Here's a new word for ya:
seign·eur (sn-yûr, sn-yr)
n.
1. A man of rank, especially a feudal lord in the ancient régime.
sei-gneu-ri-al [seen-yur-ee-uhl]
The records we've depended on so far to document Hesch origins were kept by the Catholic Church, and I kind of figured those were the only statistics about their lives...but no. When you think about it, a landowner had good reason to keep his own separate records about the serfs in his service. With those records, he kept track of debts, plus births and deaths, and granted or withheld permission for marriages. He could stack the deck in his own favor and our ancestors simply had to live with it. Even if the landowner was fair and benevolent, it was still unpaid servitude. No wonder they left in droves when they could.
Johann and Marya Hesch probably didn't use the word seigneurial, but they knew the concept--it referred to the "rights" of the feudal landowner they worked for. Remember, there were only seven families and the Catholic Church who owned most of the arable land in Bohemia.
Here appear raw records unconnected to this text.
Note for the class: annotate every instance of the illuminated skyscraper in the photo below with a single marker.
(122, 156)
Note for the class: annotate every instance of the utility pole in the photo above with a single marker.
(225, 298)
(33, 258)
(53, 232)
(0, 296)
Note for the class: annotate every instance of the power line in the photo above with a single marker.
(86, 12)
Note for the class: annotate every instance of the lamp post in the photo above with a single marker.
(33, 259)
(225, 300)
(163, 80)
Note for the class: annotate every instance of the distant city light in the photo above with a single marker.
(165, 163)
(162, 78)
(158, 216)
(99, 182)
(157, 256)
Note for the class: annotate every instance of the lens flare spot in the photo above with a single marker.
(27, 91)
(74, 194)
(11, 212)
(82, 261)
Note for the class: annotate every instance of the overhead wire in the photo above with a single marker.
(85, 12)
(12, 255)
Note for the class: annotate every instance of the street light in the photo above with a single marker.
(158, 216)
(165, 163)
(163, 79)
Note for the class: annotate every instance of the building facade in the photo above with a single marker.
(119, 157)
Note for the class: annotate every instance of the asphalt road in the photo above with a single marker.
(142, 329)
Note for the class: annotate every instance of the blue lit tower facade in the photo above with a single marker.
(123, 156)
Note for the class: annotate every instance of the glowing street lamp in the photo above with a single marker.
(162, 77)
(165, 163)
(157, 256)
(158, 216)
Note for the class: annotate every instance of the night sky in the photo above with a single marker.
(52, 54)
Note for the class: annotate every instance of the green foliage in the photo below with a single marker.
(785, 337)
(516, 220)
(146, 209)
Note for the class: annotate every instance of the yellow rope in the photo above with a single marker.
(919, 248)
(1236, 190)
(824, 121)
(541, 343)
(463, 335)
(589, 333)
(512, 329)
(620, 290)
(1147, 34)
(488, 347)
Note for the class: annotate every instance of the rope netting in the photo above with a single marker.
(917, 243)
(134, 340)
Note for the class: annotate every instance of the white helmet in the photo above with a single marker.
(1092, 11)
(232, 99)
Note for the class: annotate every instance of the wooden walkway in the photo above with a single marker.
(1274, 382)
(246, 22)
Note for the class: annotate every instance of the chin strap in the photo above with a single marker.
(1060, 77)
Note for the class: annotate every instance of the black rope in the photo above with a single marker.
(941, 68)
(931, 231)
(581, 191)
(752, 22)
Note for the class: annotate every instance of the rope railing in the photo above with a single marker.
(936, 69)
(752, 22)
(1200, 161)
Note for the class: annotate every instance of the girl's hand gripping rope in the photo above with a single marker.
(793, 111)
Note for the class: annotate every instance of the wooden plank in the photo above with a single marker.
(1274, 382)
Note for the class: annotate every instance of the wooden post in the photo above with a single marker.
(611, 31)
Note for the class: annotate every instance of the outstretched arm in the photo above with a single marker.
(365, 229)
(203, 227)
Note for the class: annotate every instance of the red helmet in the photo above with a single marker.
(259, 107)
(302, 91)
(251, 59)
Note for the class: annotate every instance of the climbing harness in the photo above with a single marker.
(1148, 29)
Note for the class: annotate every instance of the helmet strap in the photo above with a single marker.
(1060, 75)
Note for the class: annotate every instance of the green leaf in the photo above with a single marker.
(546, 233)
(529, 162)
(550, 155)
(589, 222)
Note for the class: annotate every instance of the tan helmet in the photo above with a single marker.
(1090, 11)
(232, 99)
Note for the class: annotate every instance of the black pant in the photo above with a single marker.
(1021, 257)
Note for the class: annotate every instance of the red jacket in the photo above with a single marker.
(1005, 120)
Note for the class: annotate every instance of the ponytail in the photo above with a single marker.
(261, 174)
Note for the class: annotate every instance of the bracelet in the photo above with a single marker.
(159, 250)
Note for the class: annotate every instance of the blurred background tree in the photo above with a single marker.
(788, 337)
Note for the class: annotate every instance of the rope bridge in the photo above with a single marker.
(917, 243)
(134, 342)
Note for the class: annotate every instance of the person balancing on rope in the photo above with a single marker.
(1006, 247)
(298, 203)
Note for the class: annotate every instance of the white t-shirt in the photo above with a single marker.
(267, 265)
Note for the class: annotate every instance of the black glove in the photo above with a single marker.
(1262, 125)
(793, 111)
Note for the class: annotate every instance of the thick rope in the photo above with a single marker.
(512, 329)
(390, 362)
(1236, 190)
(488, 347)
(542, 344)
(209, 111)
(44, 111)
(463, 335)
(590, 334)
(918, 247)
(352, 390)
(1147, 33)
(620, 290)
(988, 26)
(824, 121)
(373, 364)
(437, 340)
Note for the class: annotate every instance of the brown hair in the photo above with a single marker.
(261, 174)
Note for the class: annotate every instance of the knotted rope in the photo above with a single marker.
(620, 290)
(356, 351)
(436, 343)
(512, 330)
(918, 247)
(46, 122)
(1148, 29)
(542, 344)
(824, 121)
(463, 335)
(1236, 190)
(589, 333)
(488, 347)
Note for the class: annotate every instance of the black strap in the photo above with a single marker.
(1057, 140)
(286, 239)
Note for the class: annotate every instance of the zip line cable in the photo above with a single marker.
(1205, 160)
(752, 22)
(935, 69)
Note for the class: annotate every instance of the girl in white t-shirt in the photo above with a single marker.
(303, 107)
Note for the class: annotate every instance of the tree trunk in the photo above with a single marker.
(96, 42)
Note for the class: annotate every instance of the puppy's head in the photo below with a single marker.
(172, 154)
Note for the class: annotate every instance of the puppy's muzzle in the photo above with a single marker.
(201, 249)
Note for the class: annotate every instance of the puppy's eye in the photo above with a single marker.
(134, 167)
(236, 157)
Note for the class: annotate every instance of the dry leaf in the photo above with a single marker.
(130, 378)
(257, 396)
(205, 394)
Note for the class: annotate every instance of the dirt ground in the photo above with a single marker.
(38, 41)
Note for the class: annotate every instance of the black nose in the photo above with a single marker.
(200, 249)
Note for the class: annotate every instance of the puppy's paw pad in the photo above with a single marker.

The rest was forest, mountains and lakes.
Now, 'comes the dawn', we're finally aware of those records. (Mr Incredibly Patient Discoverer of Such Stuff showed them to me a while ago, but I filed em in My Pictures since I'd just discovered the Atlases...sigh--poor Larry!☺)
So, ok, here's the oddly mild description of Seigniorial records from Family Search:
Seigniorial authority was granted by the Emperor to individuals who reigned as lord over their manor within a given village or community. Civil records created within a manor are referred to as Seigniorial records.Seigneurs created these records to record the events in the life of the people in their communities and to help in the administration of their manors.
This particular record was written in 1827 by a scribe who was a much more legible writer than the parish priests at the time. See house # 11? That's Franz Hesch and his wife Agnes; kids are son Franz, 11, Maria, 12, and Theresia, 5.
Franz was a brother to MARTIN, our great great great grandpa. Martin and Elizabeth Hesch lived at #24 with sons JOHANN, 6, Thomas, 2 and Ignatz, 1, and daughter Maria, 8.
Now here's an intriguing page from the nine pages of Oberschlagles accounts: The "Widows and Orphans" page:
If you click the image, it'll open (huge) in a new window, so you can see every word. I've typed what I could translate in the first column but stopped before Mathias Hesch at the bottom. Obviously, we haven't figured this page out yet (people aren't orphans if they're over 40, even back then).